À chaque fois, ces sorties sont interdites, peu exposées ou simplement peu écoutées. Car, au fond, ce qui fascine, ce sont moins les chansons de Charles Manson, trop souvent improvisées et loufoques pour séduire totalement, que son empreinte dans l’imaginaire collectif. En 1974, Neil Young sait s’en souvenir au moment de composer «Revolution Blues», où il se met dans la peau du meurtrier: «J’ai entendu dire que Laurel Canyon est plein de stars célèbres/Mais je les déteste plus que les lépreux et je les tuerai dans leurs voitures.»

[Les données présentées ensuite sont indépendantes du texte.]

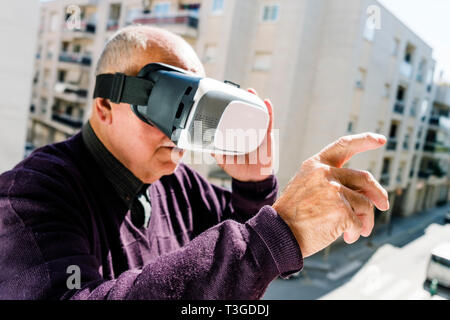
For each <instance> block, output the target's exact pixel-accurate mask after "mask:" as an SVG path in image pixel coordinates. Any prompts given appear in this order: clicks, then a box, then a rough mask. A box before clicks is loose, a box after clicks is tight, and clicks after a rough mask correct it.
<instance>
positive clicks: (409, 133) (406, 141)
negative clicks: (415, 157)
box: [403, 130, 411, 150]
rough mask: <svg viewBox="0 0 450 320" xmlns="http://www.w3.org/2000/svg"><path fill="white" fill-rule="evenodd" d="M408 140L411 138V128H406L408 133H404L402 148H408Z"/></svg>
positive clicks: (406, 148) (404, 149)
mask: <svg viewBox="0 0 450 320" xmlns="http://www.w3.org/2000/svg"><path fill="white" fill-rule="evenodd" d="M410 140H411V130H408V133H407V134H405V140H403V150H408V149H409V142H410Z"/></svg>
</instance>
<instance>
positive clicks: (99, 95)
mask: <svg viewBox="0 0 450 320" xmlns="http://www.w3.org/2000/svg"><path fill="white" fill-rule="evenodd" d="M153 84H154V83H153V82H152V81H150V80H146V79H142V78H138V77H130V76H127V75H125V74H123V73H116V74H109V73H108V74H100V75H98V76H97V78H96V82H95V90H94V98H104V99H109V100H111V102H113V103H120V102H125V103H129V104H132V105H138V106H146V105H147V103H148V98H149V96H150V93H151V91H152V88H153Z"/></svg>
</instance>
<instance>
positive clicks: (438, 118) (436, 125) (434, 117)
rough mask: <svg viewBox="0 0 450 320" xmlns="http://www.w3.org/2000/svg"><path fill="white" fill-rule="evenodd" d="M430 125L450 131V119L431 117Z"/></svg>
mask: <svg viewBox="0 0 450 320" xmlns="http://www.w3.org/2000/svg"><path fill="white" fill-rule="evenodd" d="M430 125H432V126H438V127H440V128H442V129H446V130H449V131H450V118H448V117H444V116H431V117H430Z"/></svg>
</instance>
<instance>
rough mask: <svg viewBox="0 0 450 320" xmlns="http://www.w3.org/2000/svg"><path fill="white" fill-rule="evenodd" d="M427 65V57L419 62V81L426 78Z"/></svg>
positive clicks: (418, 70) (417, 79)
mask: <svg viewBox="0 0 450 320" xmlns="http://www.w3.org/2000/svg"><path fill="white" fill-rule="evenodd" d="M426 66H427V61H426V60H425V59H422V60H421V61H420V64H419V70H418V72H417V78H416V80H417V82H423V81H424V80H425V79H424V78H425V73H426Z"/></svg>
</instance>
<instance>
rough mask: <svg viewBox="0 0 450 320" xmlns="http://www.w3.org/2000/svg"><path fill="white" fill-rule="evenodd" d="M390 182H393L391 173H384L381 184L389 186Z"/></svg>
mask: <svg viewBox="0 0 450 320" xmlns="http://www.w3.org/2000/svg"><path fill="white" fill-rule="evenodd" d="M390 181H391V176H390V174H389V173H383V174H381V177H380V183H381V184H382V185H383V186H388V185H389V182H390Z"/></svg>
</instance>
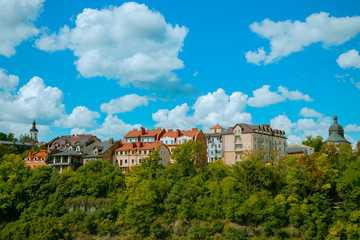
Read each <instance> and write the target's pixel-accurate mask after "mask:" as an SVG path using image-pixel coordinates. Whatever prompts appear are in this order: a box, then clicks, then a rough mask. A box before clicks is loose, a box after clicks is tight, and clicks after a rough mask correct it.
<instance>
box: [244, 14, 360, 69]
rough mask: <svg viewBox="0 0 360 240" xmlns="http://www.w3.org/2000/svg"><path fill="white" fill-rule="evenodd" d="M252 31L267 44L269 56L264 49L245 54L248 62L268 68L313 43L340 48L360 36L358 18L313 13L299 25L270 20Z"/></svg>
mask: <svg viewBox="0 0 360 240" xmlns="http://www.w3.org/2000/svg"><path fill="white" fill-rule="evenodd" d="M250 29H251V31H253V32H255V33H257V34H258V35H259V36H261V37H263V38H265V39H268V40H269V41H270V53H266V52H265V51H264V49H263V48H259V49H258V50H257V51H254V52H253V51H249V52H248V53H246V58H247V61H248V62H250V63H255V64H260V63H264V64H269V63H273V62H276V61H278V60H280V59H281V58H283V57H286V56H288V55H290V54H292V53H294V52H299V51H302V50H303V49H304V47H307V46H309V45H311V44H313V43H318V42H321V43H323V44H324V45H325V46H331V45H341V44H343V43H344V42H346V41H348V40H350V39H351V38H353V37H355V36H356V35H357V34H358V33H359V32H360V17H359V16H355V17H342V18H336V17H329V14H328V13H325V12H321V13H314V14H312V15H310V16H309V17H307V18H306V20H305V22H301V21H292V20H287V21H279V22H273V21H271V20H269V19H265V20H263V21H262V22H261V23H257V22H255V23H253V24H251V25H250Z"/></svg>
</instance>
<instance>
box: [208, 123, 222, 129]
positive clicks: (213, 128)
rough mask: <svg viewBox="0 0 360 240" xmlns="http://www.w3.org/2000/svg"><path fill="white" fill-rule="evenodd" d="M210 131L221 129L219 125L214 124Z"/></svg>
mask: <svg viewBox="0 0 360 240" xmlns="http://www.w3.org/2000/svg"><path fill="white" fill-rule="evenodd" d="M211 129H222V127H221V126H220V125H219V124H216V125H215V126H213V127H212V128H211Z"/></svg>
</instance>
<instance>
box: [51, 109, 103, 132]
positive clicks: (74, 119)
mask: <svg viewBox="0 0 360 240" xmlns="http://www.w3.org/2000/svg"><path fill="white" fill-rule="evenodd" d="M99 117H100V114H99V113H97V112H94V111H90V110H89V109H87V108H86V107H84V106H78V107H76V108H74V109H73V111H72V113H70V114H69V115H63V116H62V117H61V119H59V120H56V121H55V125H57V126H62V127H67V128H79V127H84V128H86V127H93V126H94V125H95V124H96V119H97V118H99Z"/></svg>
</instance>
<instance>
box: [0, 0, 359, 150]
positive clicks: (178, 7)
mask: <svg viewBox="0 0 360 240" xmlns="http://www.w3.org/2000/svg"><path fill="white" fill-rule="evenodd" d="M0 6H2V7H1V8H0V32H2V34H1V35H2V36H4V37H3V38H1V39H0V69H1V71H0V103H1V106H2V107H1V110H0V131H3V132H15V133H16V134H17V135H19V134H21V133H28V130H29V128H30V125H31V122H32V121H33V120H36V121H37V123H38V128H39V136H40V140H43V141H48V140H50V139H52V138H53V137H55V136H58V135H63V134H70V133H73V134H74V133H85V132H86V133H93V134H96V135H98V136H100V137H101V138H103V139H105V138H107V137H114V138H121V137H122V136H123V135H124V133H126V132H127V131H128V130H130V129H132V128H135V127H140V126H144V127H146V128H153V127H163V128H179V129H184V130H185V129H189V128H192V127H200V128H202V129H203V130H204V131H205V132H207V131H208V129H209V128H210V127H212V126H213V125H215V124H216V123H217V122H218V123H219V124H220V125H222V126H223V127H226V128H227V127H229V126H233V125H234V124H235V123H239V122H245V123H252V124H263V123H271V125H272V127H274V128H278V129H282V130H285V131H286V133H287V137H288V141H289V142H292V143H294V142H300V141H301V140H303V139H304V138H305V136H308V135H322V136H323V137H324V138H326V137H327V129H328V127H329V125H330V124H331V123H332V117H333V115H334V112H335V111H336V114H337V115H338V118H339V123H340V124H342V126H343V127H344V128H345V133H346V135H347V137H348V139H349V140H350V141H351V142H356V141H357V140H359V139H360V120H359V119H360V111H359V110H358V108H357V103H358V102H359V100H360V56H359V53H358V51H359V50H360V41H359V40H360V16H359V15H360V13H359V11H358V9H360V8H359V3H358V1H341V2H340V1H316V2H314V1H248V2H243V1H225V2H218V1H164V0H162V1H160V0H159V1H138V2H124V1H110V0H109V1H106V0H103V1H95V0H94V1H90V0H87V1H85V0H77V1H67V0H63V1H49V0H47V1H45V0H24V1H21V3H20V2H19V1H16V0H11V1H9V0H0Z"/></svg>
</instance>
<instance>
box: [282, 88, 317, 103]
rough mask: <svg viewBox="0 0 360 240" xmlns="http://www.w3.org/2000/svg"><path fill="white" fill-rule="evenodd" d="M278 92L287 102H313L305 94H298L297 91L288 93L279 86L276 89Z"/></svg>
mask: <svg viewBox="0 0 360 240" xmlns="http://www.w3.org/2000/svg"><path fill="white" fill-rule="evenodd" d="M278 92H280V93H281V95H282V96H283V97H285V98H287V99H289V100H304V101H306V102H311V101H313V100H312V99H311V98H310V97H309V95H307V94H303V93H301V92H299V91H298V90H296V91H289V90H288V89H287V88H286V87H283V86H280V87H279V88H278Z"/></svg>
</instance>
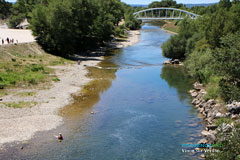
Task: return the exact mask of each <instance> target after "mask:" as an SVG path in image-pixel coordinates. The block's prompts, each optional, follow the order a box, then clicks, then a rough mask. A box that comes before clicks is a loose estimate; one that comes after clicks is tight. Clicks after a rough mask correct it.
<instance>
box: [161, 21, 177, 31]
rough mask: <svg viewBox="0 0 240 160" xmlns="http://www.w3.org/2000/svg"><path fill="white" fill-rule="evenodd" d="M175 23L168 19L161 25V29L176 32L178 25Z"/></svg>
mask: <svg viewBox="0 0 240 160" xmlns="http://www.w3.org/2000/svg"><path fill="white" fill-rule="evenodd" d="M175 24H176V22H175V21H168V22H167V23H166V24H164V25H163V29H165V30H168V31H171V32H175V33H178V26H176V25H175Z"/></svg>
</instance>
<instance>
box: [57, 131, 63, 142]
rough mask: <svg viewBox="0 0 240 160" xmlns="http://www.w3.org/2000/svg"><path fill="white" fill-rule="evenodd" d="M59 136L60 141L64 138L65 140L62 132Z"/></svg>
mask: <svg viewBox="0 0 240 160" xmlns="http://www.w3.org/2000/svg"><path fill="white" fill-rule="evenodd" d="M57 138H58V140H59V141H62V140H63V136H62V133H59V135H58V137H57Z"/></svg>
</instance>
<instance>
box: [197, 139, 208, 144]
mask: <svg viewBox="0 0 240 160" xmlns="http://www.w3.org/2000/svg"><path fill="white" fill-rule="evenodd" d="M206 143H208V141H207V139H205V138H203V139H201V140H200V141H198V143H197V144H206Z"/></svg>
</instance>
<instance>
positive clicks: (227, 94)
mask: <svg viewBox="0 0 240 160" xmlns="http://www.w3.org/2000/svg"><path fill="white" fill-rule="evenodd" d="M213 56H214V58H215V60H216V62H217V69H218V71H219V74H220V75H222V76H224V78H223V79H222V81H221V82H220V89H221V95H222V97H223V98H224V100H225V101H229V100H237V101H239V100H240V63H239V59H240V32H237V33H235V34H232V33H230V34H228V35H227V36H225V37H223V38H221V48H218V49H217V50H216V52H215V53H214V54H213Z"/></svg>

En 1985, c’est Sonic Youth qui fait de Bad Moon Rising une ode impure à celui que ses adeptes surnommaient «le Magicien» et à ses délires morbides, tandis que Nine Inch Nails et Marilyn Manson, dont le pseudonyme est tiré de l’association entre Marilyn Monroe et Charles Manson, poussent le vice jusqu’à enregistrer respectivement Broken (1992) et Portrait Of An American Family (1993) dans la maison où Sharon Tate a été assassinée.

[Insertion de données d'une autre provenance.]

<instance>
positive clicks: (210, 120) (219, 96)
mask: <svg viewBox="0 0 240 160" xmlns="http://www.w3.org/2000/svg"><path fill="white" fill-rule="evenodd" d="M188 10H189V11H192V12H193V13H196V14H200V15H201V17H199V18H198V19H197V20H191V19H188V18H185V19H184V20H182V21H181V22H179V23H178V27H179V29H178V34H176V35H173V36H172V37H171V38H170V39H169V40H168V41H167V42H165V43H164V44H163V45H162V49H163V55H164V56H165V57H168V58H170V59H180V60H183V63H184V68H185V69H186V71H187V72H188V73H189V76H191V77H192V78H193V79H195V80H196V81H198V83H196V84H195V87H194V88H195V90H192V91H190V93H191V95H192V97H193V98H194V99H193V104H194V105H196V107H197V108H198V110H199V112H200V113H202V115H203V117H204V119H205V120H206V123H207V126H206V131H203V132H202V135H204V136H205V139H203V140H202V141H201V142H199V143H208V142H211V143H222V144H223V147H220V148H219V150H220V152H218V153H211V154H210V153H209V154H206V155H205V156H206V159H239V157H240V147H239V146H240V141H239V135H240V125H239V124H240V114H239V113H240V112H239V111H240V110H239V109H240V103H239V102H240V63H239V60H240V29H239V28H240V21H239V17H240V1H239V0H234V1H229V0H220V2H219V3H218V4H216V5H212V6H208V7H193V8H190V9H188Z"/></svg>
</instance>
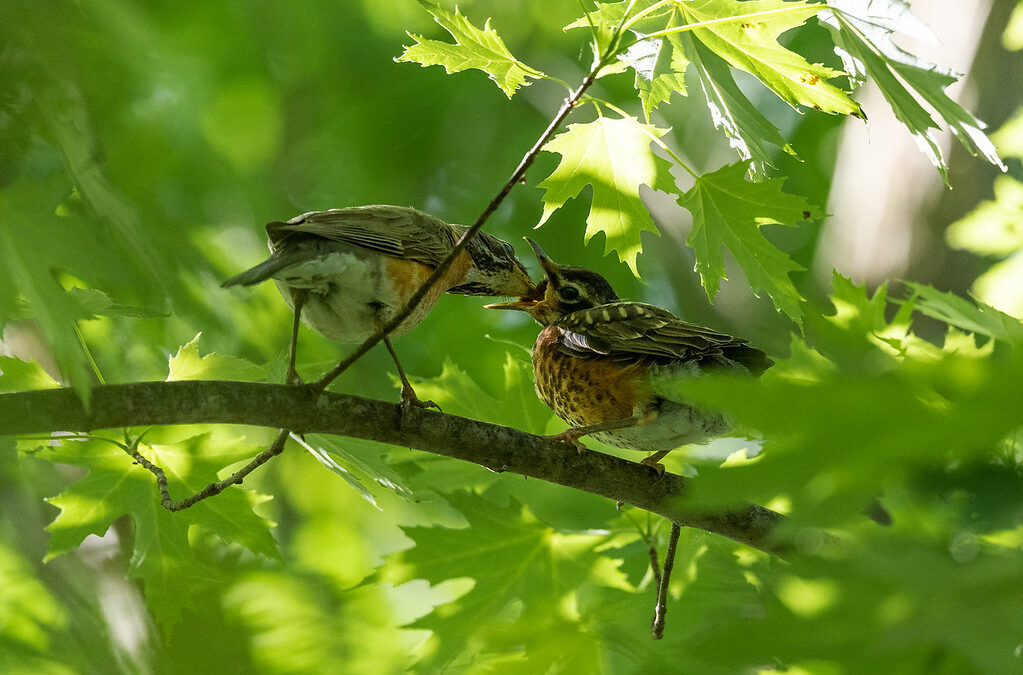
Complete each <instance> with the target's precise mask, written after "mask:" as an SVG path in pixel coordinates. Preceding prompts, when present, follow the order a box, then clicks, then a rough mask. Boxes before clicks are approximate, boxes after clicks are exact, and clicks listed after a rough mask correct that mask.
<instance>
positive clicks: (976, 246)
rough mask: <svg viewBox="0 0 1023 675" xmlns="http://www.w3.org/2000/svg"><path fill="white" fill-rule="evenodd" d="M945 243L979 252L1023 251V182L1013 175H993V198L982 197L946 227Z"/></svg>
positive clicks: (976, 252)
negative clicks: (946, 228)
mask: <svg viewBox="0 0 1023 675" xmlns="http://www.w3.org/2000/svg"><path fill="white" fill-rule="evenodd" d="M945 239H946V240H947V241H948V245H950V246H952V247H954V249H966V250H967V251H972V252H973V253H975V254H978V255H981V256H999V257H1000V256H1010V255H1012V254H1014V253H1016V252H1017V251H1023V183H1021V182H1020V181H1018V180H1016V179H1015V178H1013V177H1012V176H998V177H997V178H995V179H994V199H993V200H989V201H982V202H981V204H980V205H978V206H977V208H976V209H974V210H973V211H972V212H970V213H969V214H967V215H966V216H964V217H963V218H961V219H959V220H958V221H955V222H954V223H952V224H951V225H949V226H948V229H947V230H945Z"/></svg>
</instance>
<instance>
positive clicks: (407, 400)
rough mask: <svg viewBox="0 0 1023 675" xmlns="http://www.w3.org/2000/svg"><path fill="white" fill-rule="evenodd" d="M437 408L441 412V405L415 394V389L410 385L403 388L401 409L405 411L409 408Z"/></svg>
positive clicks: (402, 388) (401, 388) (442, 411)
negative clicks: (428, 400) (429, 400)
mask: <svg viewBox="0 0 1023 675" xmlns="http://www.w3.org/2000/svg"><path fill="white" fill-rule="evenodd" d="M413 407H414V408H437V409H438V410H440V411H441V412H444V411H443V410H441V407H440V406H439V405H437V404H436V403H434V402H433V401H424V400H422V399H420V398H419V397H418V396H416V395H415V391H414V390H413V389H412V388H411V386H409V387H402V388H401V410H402V413H404V412H405V411H406V410H408V409H409V408H413Z"/></svg>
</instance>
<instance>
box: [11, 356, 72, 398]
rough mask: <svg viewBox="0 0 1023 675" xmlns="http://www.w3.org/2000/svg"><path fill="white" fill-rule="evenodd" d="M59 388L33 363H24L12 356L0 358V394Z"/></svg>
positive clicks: (53, 380) (36, 363)
mask: <svg viewBox="0 0 1023 675" xmlns="http://www.w3.org/2000/svg"><path fill="white" fill-rule="evenodd" d="M59 386H60V385H59V383H57V381H56V380H55V379H53V377H51V376H50V374H49V373H48V372H46V371H45V370H43V368H42V366H40V365H39V364H38V363H36V362H35V361H29V362H26V361H21V360H20V359H15V358H14V357H12V356H0V392H26V391H32V390H37V389H53V388H55V387H59Z"/></svg>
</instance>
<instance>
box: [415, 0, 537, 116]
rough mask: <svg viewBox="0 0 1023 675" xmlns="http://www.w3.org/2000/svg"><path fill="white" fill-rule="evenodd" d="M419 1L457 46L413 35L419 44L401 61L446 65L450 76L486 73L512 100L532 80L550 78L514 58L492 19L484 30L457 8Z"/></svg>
mask: <svg viewBox="0 0 1023 675" xmlns="http://www.w3.org/2000/svg"><path fill="white" fill-rule="evenodd" d="M418 1H419V4H420V5H422V6H424V7H425V8H426V9H427V11H429V12H430V13H431V14H433V15H434V19H435V20H436V21H437V22H438V24H440V25H441V26H443V27H444V30H445V31H447V32H448V33H450V34H451V37H452V38H454V40H455V43H454V44H452V43H449V42H441V41H439V40H430V39H427V38H424V37H422V36H421V35H413V34H411V33H409V34H408V35H409V37H410V38H412V39H413V40H415V44H414V45H412V46H410V47H405V51H404V52H402V54H401V56H399V57H398V58H397V60H399V61H412V62H415V63H420V64H422V65H443V66H444V70H445V71H447V73H448V74H451V73H460V72H461V71H468V70H478V71H483V72H484V73H486V74H487V75H489V76H490V79H491V80H493V81H494V82H496V83H497V86H498V87H500V88H501V91H503V92H504V93H505V94H506V95H507V97H508V98H510V97H511V95H513V94H514V93H515V92H516V90H517V89H518V88H519V87H523V86H527V85H528V84H529V82H527V79H528V78H532V79H537V78H542V77H546V76H544V75H543V74H542V73H540V72H539V71H537V70H535V69H532V68H530V66H528V65H526V64H525V63H523V62H522V61H520V60H518V59H517V58H516V57H515V56H513V55H511V52H510V51H508V48H507V47H505V46H504V41H503V40H501V38H500V36H498V35H497V32H496V31H494V30H493V29H492V28H490V20H489V19H488V20H487V22H486V24H484V26H483V29H482V30H481V29H478V28H476V27H475V26H473V24H472V22H471V21H470V20H469V19H468V18H466V17H465V16H463V15H462V14H461V12H459V11H458V8H457V7H455V9H454V12H450V11H448V10H447V9H445V8H444V7H441V6H440V5H439V4H437V3H435V2H432V0H418Z"/></svg>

Côté hip-hop, plusieurs artistes ont également samplé des extraits de ses interviews, toujours riches en punchlines effrayantes, pour leurs morceaux («Death Grips», «The Game», «Lil Ugly Mane», etc.), mais c’est bien Axl Rose, le leader des Guns N’ Roses, qui est possiblement allé le plus loin: en interprétant «Look At Your Game, Girl», un morceau extrait de Lie: The Love and Terror Cult, en s’affichant sur scène avec un t-shirt à l’effigie de Manson, ou en entretenant une sorte de fascination morbide pour celui qui se présentait volontiers comme un paria de la société.

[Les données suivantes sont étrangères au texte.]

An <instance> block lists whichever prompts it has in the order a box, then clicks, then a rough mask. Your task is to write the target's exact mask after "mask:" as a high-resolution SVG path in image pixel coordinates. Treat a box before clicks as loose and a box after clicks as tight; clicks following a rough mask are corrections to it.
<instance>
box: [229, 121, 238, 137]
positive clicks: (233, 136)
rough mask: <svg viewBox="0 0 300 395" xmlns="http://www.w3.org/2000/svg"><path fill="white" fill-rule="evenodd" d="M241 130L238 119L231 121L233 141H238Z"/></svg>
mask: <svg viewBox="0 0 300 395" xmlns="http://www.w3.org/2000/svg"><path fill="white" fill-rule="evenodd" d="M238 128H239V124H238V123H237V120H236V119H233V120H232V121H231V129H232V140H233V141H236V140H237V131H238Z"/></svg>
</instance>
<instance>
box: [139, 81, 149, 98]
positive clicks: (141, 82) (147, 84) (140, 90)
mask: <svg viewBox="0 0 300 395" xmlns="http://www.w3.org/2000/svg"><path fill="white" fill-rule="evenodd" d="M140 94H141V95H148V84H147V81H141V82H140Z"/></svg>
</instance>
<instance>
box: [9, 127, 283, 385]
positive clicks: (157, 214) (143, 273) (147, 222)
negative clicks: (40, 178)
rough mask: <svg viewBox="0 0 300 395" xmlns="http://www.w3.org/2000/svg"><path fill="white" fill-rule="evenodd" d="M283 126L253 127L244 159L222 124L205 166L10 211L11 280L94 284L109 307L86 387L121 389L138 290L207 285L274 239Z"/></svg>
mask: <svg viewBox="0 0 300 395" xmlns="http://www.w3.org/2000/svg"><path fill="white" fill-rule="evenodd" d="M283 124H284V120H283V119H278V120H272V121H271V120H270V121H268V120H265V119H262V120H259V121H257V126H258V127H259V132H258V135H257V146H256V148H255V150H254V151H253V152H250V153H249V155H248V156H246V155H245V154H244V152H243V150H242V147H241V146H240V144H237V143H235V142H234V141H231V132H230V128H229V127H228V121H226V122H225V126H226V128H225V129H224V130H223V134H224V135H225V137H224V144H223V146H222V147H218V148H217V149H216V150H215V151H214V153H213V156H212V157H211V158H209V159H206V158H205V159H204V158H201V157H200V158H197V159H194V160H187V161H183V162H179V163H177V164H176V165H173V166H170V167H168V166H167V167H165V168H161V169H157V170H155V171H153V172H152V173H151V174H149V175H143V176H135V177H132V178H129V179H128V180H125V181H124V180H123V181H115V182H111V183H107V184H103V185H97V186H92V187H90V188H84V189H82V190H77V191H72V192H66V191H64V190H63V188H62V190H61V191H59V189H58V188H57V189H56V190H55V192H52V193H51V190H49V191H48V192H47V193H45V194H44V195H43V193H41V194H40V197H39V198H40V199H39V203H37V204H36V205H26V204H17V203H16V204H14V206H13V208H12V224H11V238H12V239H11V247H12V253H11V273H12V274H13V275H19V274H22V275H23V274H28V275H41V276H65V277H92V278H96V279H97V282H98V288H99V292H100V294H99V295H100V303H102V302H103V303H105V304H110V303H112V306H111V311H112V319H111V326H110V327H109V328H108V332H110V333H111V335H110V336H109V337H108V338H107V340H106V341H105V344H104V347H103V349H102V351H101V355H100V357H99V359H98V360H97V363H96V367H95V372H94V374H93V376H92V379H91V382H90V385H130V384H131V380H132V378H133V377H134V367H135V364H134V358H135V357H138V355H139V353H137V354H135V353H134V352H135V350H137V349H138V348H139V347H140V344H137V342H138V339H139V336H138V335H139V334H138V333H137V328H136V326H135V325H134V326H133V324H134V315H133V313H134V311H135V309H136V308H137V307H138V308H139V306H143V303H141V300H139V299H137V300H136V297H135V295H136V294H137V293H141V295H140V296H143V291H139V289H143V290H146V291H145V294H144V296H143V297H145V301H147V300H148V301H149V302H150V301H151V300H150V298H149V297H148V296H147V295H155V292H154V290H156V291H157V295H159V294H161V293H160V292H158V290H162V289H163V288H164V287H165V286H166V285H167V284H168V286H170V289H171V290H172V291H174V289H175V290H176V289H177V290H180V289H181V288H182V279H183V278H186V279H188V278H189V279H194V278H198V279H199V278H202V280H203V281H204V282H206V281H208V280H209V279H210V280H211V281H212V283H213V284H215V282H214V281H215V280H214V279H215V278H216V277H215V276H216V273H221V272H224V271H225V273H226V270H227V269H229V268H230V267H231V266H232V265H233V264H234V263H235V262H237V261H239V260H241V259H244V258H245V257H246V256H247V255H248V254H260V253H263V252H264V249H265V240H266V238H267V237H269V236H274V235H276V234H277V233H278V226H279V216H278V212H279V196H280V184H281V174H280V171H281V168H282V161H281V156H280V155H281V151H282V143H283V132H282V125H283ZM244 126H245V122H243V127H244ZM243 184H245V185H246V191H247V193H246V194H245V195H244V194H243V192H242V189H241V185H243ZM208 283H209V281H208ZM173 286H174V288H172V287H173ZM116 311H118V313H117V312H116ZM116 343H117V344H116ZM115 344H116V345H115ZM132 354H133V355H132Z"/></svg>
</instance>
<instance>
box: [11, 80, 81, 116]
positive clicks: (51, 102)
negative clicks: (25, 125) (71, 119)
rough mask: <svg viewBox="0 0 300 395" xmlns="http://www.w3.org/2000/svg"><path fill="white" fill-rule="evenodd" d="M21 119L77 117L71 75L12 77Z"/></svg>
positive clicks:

À lire Charles Manson par lui-même, on comprend certes que Manson a conscience d’être un voleur minable, un musicien raté et un addict, mais on voit surtout qu’il prétend être un apôtre de l’amour qui tiendrait finalement plus du «martyr révolutionnaire que du tueur endurci». «Don’t Do Anything Illegal», chantait-il sur l’un de ses morceaux les plus souvent cités. L’un des plus incarnés également. Le bon sens aurait voulu qu’il suive lui-même ses conseils.